Tra le novità in materia di appello civile va segnalata anche la disposizione contenuta nell’art. 1, comma 17, della legge 24 dicembre 2012, n. 228, che ha aggiunto il comma 1 quater all’art. 13 del testo unico di cui al D.P.R. 30 maggio 2002, n. 115; tale comma stabilisce espressamente che “Quando l’impugnazione, anche incidentale, è respinta integralmente o è dichiarata inammissibile o improcedibile, la parte che l’ha proposta è tenuta a versare un ulteriore importo a titolo di contributo unificato pari a quello dovuto per la stessa impugnazione, principale o incidentale, a norma del comma 1-bis. Il giudice dà atto nel provvedimento della sussistenza dei presupposti di cui al periodo precedente e l’obbligo di pagamento sorge al momento del deposito dello stesso”. Tale disposizione si applica ai procedimenti iniziati dal trentesimo giorno successivo alla data di entrata in vigore della legge medesima (9). Ne consegue che con la sentenza (o con l’ordinanza ex art. 348 bis c.p.c.) che rigetta integralmente l’impugnazione (principale od incidentale) o la dichiara inammissibile od improcedibile il giudice deve ora anche dare atto della sussistenza dell’obbligo per la parte soccombente del versamento del contributo unificato pari a quello dovuto per l’impugnazione medesima. Per stabilire a quali procedimenti applicare la norma in oggetto deve farsi riferimento alla data di proposizione della impugnazione (principale od incidentale) e non già a quella di introduzione del giudizio di primo grado, come statuito più volte dalla Corte di legittimità che, nell’applicarla, ha tenuto conto dell’epoca di proposizione del ricorso ex art. 360 c.p.c. (10).

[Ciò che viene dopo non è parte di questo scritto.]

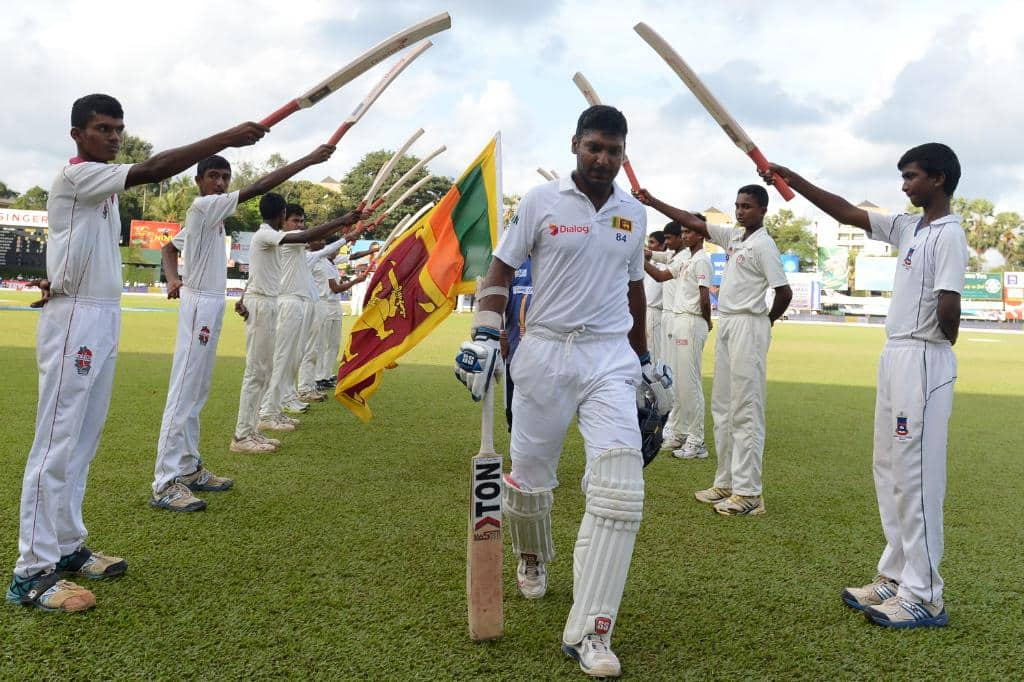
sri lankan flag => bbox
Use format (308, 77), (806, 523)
(334, 133), (502, 422)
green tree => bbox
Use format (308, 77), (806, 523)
(765, 209), (818, 270)
(11, 184), (50, 211)
(341, 150), (452, 240)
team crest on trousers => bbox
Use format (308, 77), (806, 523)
(896, 413), (910, 440)
(75, 346), (92, 377)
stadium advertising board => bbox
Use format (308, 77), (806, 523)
(128, 220), (181, 250)
(964, 272), (1002, 301)
(853, 251), (896, 291)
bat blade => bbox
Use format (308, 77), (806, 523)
(261, 12), (452, 126)
(633, 22), (794, 201)
(466, 384), (505, 641)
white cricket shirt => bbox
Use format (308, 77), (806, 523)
(708, 224), (790, 315)
(672, 249), (712, 315)
(495, 176), (647, 334)
(867, 212), (968, 343)
(46, 158), (131, 300)
(246, 222), (284, 298)
(171, 191), (239, 294)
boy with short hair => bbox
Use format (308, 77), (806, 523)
(635, 184), (793, 516)
(763, 142), (968, 628)
(150, 144), (335, 512)
(6, 94), (269, 611)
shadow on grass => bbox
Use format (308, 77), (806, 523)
(0, 349), (1024, 679)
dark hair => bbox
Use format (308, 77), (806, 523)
(662, 220), (683, 237)
(737, 184), (768, 206)
(71, 94), (125, 128)
(196, 154), (231, 177)
(896, 142), (959, 197)
(259, 191), (287, 220)
(575, 104), (627, 139)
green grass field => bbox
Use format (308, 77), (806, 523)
(0, 292), (1024, 680)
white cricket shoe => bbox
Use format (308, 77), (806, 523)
(562, 634), (623, 677)
(515, 554), (548, 599)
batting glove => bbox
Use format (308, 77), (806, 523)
(455, 327), (505, 400)
(637, 355), (672, 415)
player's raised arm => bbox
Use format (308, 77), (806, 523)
(758, 164), (871, 232)
(125, 121), (270, 189)
(281, 209), (369, 244)
(239, 144), (337, 204)
(633, 188), (711, 239)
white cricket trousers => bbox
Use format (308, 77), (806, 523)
(509, 327), (641, 492)
(14, 296), (121, 578)
(647, 305), (665, 360)
(669, 312), (708, 443)
(316, 300), (341, 379)
(259, 295), (308, 418)
(153, 287), (224, 495)
(873, 340), (956, 602)
(299, 300), (331, 391)
(711, 314), (771, 496)
(234, 294), (278, 440)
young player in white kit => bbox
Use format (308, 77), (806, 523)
(456, 105), (671, 677)
(772, 142), (968, 628)
(644, 222), (712, 460)
(636, 184), (793, 516)
(230, 193), (362, 453)
(150, 144), (335, 512)
(6, 94), (267, 611)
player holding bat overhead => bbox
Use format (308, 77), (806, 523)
(150, 144), (334, 512)
(456, 105), (672, 677)
(762, 142), (968, 628)
(6, 94), (267, 611)
(635, 184), (793, 516)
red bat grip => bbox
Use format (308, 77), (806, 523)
(746, 147), (796, 201)
(623, 159), (640, 191)
(260, 99), (299, 128)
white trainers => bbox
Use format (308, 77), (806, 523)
(672, 442), (708, 460)
(228, 435), (274, 453)
(843, 576), (899, 611)
(259, 417), (295, 431)
(515, 554), (548, 599)
(562, 634), (623, 677)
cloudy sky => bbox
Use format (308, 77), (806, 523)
(0, 0), (1024, 228)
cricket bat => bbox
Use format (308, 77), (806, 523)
(572, 71), (640, 189)
(260, 12), (452, 126)
(466, 382), (505, 641)
(633, 22), (795, 201)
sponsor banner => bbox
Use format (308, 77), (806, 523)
(818, 247), (850, 291)
(128, 220), (181, 250)
(227, 232), (256, 265)
(0, 209), (50, 228)
(854, 251), (896, 291)
(964, 272), (1002, 301)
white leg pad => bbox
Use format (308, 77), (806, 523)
(562, 449), (643, 645)
(502, 474), (555, 563)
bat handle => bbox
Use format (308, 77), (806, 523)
(260, 99), (299, 128)
(746, 147), (796, 201)
(327, 121), (352, 146)
(623, 159), (640, 191)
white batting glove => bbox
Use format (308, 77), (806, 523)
(637, 355), (672, 415)
(455, 327), (505, 400)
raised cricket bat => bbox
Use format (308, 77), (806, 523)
(260, 12), (452, 126)
(569, 71), (640, 189)
(466, 382), (505, 641)
(633, 22), (795, 201)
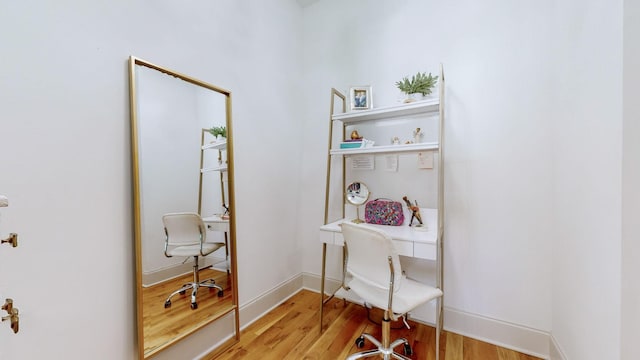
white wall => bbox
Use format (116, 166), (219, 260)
(620, 1), (640, 360)
(298, 0), (553, 351)
(0, 0), (302, 360)
(550, 1), (622, 360)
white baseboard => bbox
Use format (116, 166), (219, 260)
(443, 306), (549, 359)
(302, 273), (552, 360)
(549, 334), (567, 360)
(240, 274), (303, 329)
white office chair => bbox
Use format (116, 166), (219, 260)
(162, 213), (225, 309)
(342, 222), (442, 360)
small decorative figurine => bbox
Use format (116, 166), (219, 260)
(413, 128), (424, 144)
(402, 196), (422, 226)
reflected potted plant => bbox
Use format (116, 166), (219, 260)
(209, 126), (227, 140)
(396, 72), (438, 103)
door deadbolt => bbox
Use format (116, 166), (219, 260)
(2, 299), (20, 334)
(0, 233), (18, 247)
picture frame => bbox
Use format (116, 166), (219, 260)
(349, 86), (373, 110)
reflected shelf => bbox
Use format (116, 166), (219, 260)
(202, 139), (227, 150)
(200, 164), (227, 174)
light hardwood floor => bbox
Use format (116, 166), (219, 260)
(214, 290), (539, 360)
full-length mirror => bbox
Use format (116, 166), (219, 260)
(129, 56), (239, 359)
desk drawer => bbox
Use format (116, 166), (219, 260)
(320, 231), (342, 245)
(207, 222), (229, 232)
(413, 243), (438, 260)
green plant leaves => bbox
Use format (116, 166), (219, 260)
(396, 72), (438, 95)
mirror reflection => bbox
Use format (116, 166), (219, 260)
(346, 181), (369, 223)
(130, 57), (239, 358)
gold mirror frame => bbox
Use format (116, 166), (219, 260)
(129, 56), (240, 359)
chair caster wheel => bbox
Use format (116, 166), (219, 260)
(404, 344), (413, 356)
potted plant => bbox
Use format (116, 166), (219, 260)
(209, 126), (227, 139)
(396, 72), (438, 102)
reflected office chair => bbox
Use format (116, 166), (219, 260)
(162, 213), (225, 309)
(342, 222), (442, 360)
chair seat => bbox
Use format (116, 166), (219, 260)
(347, 276), (442, 314)
(167, 243), (224, 256)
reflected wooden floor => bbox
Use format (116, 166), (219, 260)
(142, 268), (232, 353)
(215, 290), (540, 360)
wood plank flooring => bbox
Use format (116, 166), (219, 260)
(215, 290), (540, 360)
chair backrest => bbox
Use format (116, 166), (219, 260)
(162, 212), (207, 251)
(342, 222), (402, 291)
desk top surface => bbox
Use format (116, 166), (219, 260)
(320, 208), (438, 243)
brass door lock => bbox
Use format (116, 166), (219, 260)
(0, 233), (18, 247)
(2, 299), (20, 334)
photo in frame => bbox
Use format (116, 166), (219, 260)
(349, 86), (373, 110)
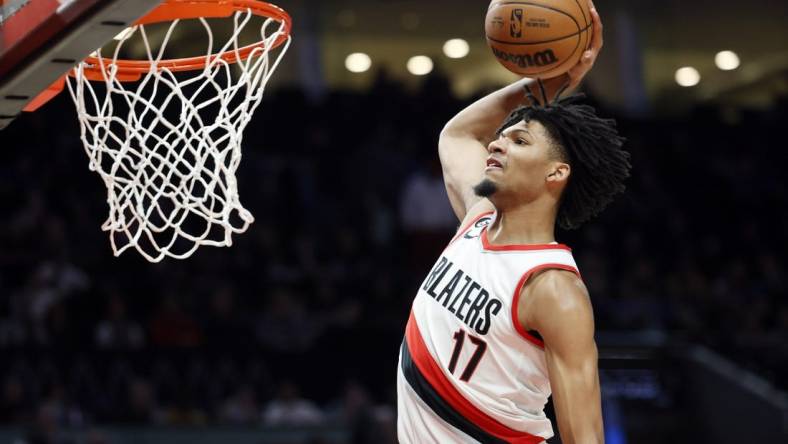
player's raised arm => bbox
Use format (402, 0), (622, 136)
(518, 270), (604, 444)
(438, 3), (603, 220)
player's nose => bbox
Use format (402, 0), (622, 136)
(487, 139), (506, 154)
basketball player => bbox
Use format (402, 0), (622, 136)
(397, 4), (630, 444)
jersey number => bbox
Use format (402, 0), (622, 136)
(449, 329), (487, 382)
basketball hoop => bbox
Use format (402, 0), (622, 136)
(58, 0), (291, 262)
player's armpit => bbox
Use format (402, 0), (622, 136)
(521, 270), (604, 444)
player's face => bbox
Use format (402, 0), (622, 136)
(484, 120), (569, 201)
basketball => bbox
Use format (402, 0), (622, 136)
(484, 0), (593, 79)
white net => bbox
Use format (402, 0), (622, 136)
(68, 11), (290, 262)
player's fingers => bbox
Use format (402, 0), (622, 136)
(591, 3), (604, 52)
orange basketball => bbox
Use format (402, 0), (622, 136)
(484, 0), (592, 79)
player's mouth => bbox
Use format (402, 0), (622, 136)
(485, 157), (503, 171)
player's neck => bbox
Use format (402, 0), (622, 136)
(487, 201), (556, 245)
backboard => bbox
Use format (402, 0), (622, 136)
(0, 0), (161, 129)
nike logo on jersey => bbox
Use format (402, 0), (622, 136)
(421, 256), (503, 335)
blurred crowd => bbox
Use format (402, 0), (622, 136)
(0, 69), (788, 442)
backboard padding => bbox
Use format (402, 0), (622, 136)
(0, 0), (161, 129)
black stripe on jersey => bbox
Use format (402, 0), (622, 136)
(402, 341), (506, 444)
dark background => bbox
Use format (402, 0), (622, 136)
(0, 0), (788, 443)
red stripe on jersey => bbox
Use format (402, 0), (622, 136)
(405, 311), (544, 444)
(512, 264), (581, 348)
(482, 228), (572, 251)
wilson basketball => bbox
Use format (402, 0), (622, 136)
(484, 0), (592, 79)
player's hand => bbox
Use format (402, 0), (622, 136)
(545, 0), (603, 97)
(566, 0), (604, 90)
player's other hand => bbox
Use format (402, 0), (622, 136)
(565, 0), (604, 90)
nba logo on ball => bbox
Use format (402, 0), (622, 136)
(484, 0), (592, 79)
(509, 8), (523, 39)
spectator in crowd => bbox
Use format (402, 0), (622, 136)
(262, 381), (324, 427)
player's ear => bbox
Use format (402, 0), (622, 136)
(546, 162), (572, 183)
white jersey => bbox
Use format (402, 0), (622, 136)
(397, 213), (579, 444)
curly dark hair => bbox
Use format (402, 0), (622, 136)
(498, 81), (632, 230)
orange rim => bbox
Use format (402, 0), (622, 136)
(79, 0), (292, 82)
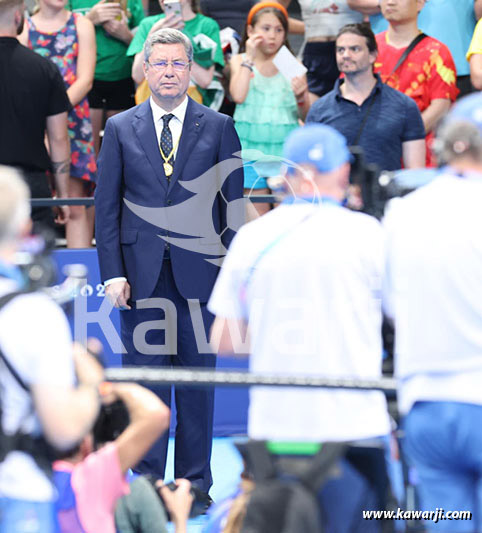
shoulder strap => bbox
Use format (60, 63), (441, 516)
(388, 33), (427, 77)
(0, 291), (30, 393)
(352, 89), (377, 146)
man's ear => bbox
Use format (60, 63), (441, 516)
(370, 50), (378, 67)
(416, 0), (426, 13)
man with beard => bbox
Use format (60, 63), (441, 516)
(306, 24), (425, 170)
(0, 0), (70, 229)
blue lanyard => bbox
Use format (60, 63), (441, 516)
(239, 196), (342, 318)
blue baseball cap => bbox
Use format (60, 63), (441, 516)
(444, 93), (482, 134)
(283, 124), (351, 173)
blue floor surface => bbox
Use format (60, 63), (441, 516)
(166, 437), (243, 533)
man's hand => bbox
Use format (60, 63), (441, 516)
(54, 205), (70, 226)
(156, 479), (192, 533)
(291, 75), (308, 100)
(105, 281), (131, 309)
(87, 0), (122, 26)
(102, 13), (132, 44)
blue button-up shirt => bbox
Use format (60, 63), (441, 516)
(306, 75), (425, 170)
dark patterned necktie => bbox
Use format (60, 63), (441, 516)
(161, 113), (174, 166)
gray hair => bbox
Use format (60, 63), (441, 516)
(433, 120), (482, 165)
(144, 28), (194, 63)
(0, 165), (30, 246)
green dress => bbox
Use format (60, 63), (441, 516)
(234, 67), (298, 189)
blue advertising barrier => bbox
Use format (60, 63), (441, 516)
(53, 249), (248, 437)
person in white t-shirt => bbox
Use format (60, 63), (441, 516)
(384, 94), (482, 533)
(208, 124), (390, 531)
(0, 166), (103, 533)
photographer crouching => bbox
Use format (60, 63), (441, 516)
(0, 165), (192, 533)
(0, 166), (103, 533)
(53, 383), (193, 533)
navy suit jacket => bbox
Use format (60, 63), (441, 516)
(95, 98), (243, 302)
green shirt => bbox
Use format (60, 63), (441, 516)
(127, 13), (224, 68)
(69, 0), (144, 81)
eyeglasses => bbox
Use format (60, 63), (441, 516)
(147, 60), (191, 72)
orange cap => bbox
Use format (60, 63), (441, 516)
(247, 2), (288, 25)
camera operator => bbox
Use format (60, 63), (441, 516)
(209, 124), (390, 533)
(0, 166), (103, 533)
(384, 93), (482, 533)
(54, 383), (192, 533)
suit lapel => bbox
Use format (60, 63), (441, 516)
(133, 100), (169, 190)
(169, 98), (204, 190)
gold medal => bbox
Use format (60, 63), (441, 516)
(159, 131), (181, 178)
(162, 163), (172, 177)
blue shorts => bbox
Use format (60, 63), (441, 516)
(0, 498), (59, 533)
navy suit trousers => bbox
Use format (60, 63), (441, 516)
(120, 260), (216, 492)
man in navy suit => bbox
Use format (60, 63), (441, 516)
(96, 29), (243, 492)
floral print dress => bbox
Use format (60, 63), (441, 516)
(28, 13), (97, 186)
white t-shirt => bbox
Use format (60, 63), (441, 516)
(299, 0), (363, 39)
(384, 171), (482, 413)
(0, 278), (74, 501)
(208, 203), (389, 441)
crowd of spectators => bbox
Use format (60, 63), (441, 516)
(0, 0), (482, 532)
(0, 0), (482, 235)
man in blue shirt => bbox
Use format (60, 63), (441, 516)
(306, 24), (425, 170)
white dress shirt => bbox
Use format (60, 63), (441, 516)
(149, 96), (188, 159)
(104, 96), (188, 287)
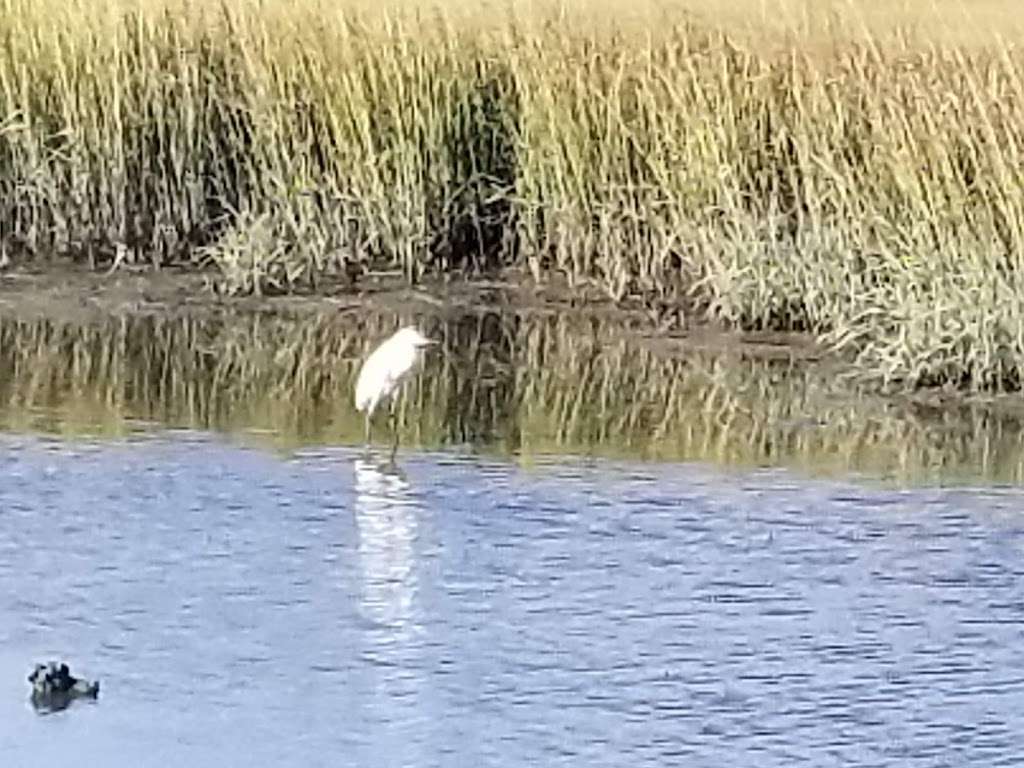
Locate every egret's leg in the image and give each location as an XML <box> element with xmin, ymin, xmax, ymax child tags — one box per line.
<box><xmin>388</xmin><ymin>400</ymin><xmax>398</xmax><ymax>462</ymax></box>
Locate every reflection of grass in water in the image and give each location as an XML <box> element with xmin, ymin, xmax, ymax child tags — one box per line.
<box><xmin>0</xmin><ymin>315</ymin><xmax>1024</xmax><ymax>481</ymax></box>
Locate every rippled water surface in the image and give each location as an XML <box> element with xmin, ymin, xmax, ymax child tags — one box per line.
<box><xmin>6</xmin><ymin>431</ymin><xmax>1024</xmax><ymax>768</ymax></box>
<box><xmin>0</xmin><ymin>315</ymin><xmax>1024</xmax><ymax>768</ymax></box>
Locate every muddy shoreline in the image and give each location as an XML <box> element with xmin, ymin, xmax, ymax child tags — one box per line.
<box><xmin>6</xmin><ymin>262</ymin><xmax>1024</xmax><ymax>419</ymax></box>
<box><xmin>0</xmin><ymin>264</ymin><xmax>828</xmax><ymax>362</ymax></box>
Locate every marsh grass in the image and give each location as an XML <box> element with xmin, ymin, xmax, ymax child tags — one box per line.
<box><xmin>0</xmin><ymin>314</ymin><xmax>1024</xmax><ymax>482</ymax></box>
<box><xmin>6</xmin><ymin>0</ymin><xmax>1024</xmax><ymax>389</ymax></box>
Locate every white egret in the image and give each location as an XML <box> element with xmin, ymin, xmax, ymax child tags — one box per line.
<box><xmin>355</xmin><ymin>326</ymin><xmax>437</xmax><ymax>459</ymax></box>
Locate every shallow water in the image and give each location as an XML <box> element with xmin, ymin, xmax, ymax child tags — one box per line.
<box><xmin>6</xmin><ymin>433</ymin><xmax>1024</xmax><ymax>766</ymax></box>
<box><xmin>0</xmin><ymin>311</ymin><xmax>1024</xmax><ymax>768</ymax></box>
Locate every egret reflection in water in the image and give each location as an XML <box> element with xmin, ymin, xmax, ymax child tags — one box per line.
<box><xmin>353</xmin><ymin>454</ymin><xmax>420</xmax><ymax>639</ymax></box>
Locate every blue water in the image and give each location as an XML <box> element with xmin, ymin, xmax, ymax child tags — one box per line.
<box><xmin>0</xmin><ymin>431</ymin><xmax>1024</xmax><ymax>768</ymax></box>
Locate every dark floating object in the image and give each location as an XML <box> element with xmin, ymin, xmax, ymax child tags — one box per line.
<box><xmin>29</xmin><ymin>662</ymin><xmax>99</xmax><ymax>713</ymax></box>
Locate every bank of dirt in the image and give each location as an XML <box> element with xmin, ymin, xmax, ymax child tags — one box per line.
<box><xmin>0</xmin><ymin>264</ymin><xmax>826</xmax><ymax>361</ymax></box>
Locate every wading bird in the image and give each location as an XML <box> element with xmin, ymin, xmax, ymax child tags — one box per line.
<box><xmin>355</xmin><ymin>326</ymin><xmax>437</xmax><ymax>460</ymax></box>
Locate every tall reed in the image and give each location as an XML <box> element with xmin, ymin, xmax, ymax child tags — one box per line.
<box><xmin>0</xmin><ymin>0</ymin><xmax>1024</xmax><ymax>389</ymax></box>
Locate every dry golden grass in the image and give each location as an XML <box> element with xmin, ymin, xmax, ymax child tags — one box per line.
<box><xmin>6</xmin><ymin>0</ymin><xmax>1024</xmax><ymax>389</ymax></box>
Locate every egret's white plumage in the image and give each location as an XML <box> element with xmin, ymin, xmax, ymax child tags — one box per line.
<box><xmin>355</xmin><ymin>326</ymin><xmax>437</xmax><ymax>447</ymax></box>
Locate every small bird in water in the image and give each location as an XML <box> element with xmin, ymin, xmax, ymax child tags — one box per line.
<box><xmin>29</xmin><ymin>662</ymin><xmax>99</xmax><ymax>712</ymax></box>
<box><xmin>355</xmin><ymin>326</ymin><xmax>437</xmax><ymax>460</ymax></box>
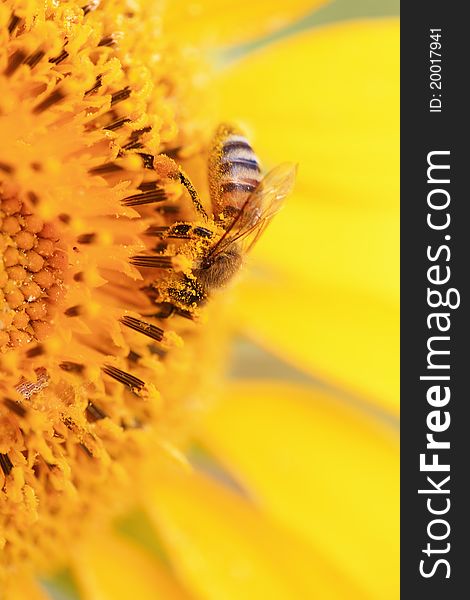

Infine, potrebbe nascere il dubbio se il raddoppio in questione sia applicabile soltanto alle impugnazioni indicate dal codice di procedura civile (11) od anche a quelle previste da leggi speciali come, ad esempio, il reclamo ai sensi dell’art. 1, comma 58, della L. 92/2012 in materia di licenziamento (12). Al riguardo deve ritenersi che la disposizione in parola — stante la sua evidente ratio di scoraggiare la proposizione di impugnazioni infondate, inammissibili od improcedibili mediante la previsione di un ulteriore versamento del contributo unificato — si applichi anche ai gravami non previsti espressamente dall’art. 323 c.p.c. per i quali sia comunque previsto il pagamento del contributo di cui sopra.

Giorgio Poscia

Magistrato della Corte di Appello di Roma

____________________________________

(1) Intitolata “Misure urgenti per la crescita del Paese”;

(2) Si veda, ad esempio, la relazione del Governatore della Banca d’Italia del 31 maggio 2011;

(3) Cfr., tra le altre, Cass., Sez. 1, Sentenza n. 1651 del 27/01/2014;

(4) Annalisa Dipaolantonio “La riforma del giudizio di appello”;

(5) A norma degli artt. 436 bis e 447 bis c.p.c. tali disposizioni sono applicabili anche al processo del lavoro ed in materia di locazione;

(6) La relazione del Governo ha spiegato che tale eccezione è fondata sulla natura pubblicistica del primo tipo di controversie e, quanto alle seconde, sulla volontà di rendere sempre più ampia l’utilizzazione di tale rito speciale;

(7) Vedi Annalisa Dipaolantonio “La riforma del giudizio di appello”;

(8) Vedi Cass., Sez. U, Sentenza n. 8202 del 20/04/2005;

(9) Quindi dal giorno 31 gennaio 2013;

(10) Vedi, tra le altre, Cass., Sez. 3, Sentenza n. 5955 del 2014;

(11) A norma dell’art. 323 c.p.c. esse sono il regolamento di competenza, l’appello, il ricorso per cassazione, la revocazione e l’opposizione di terzo;

(12) Meglio nota come Legge Fornero.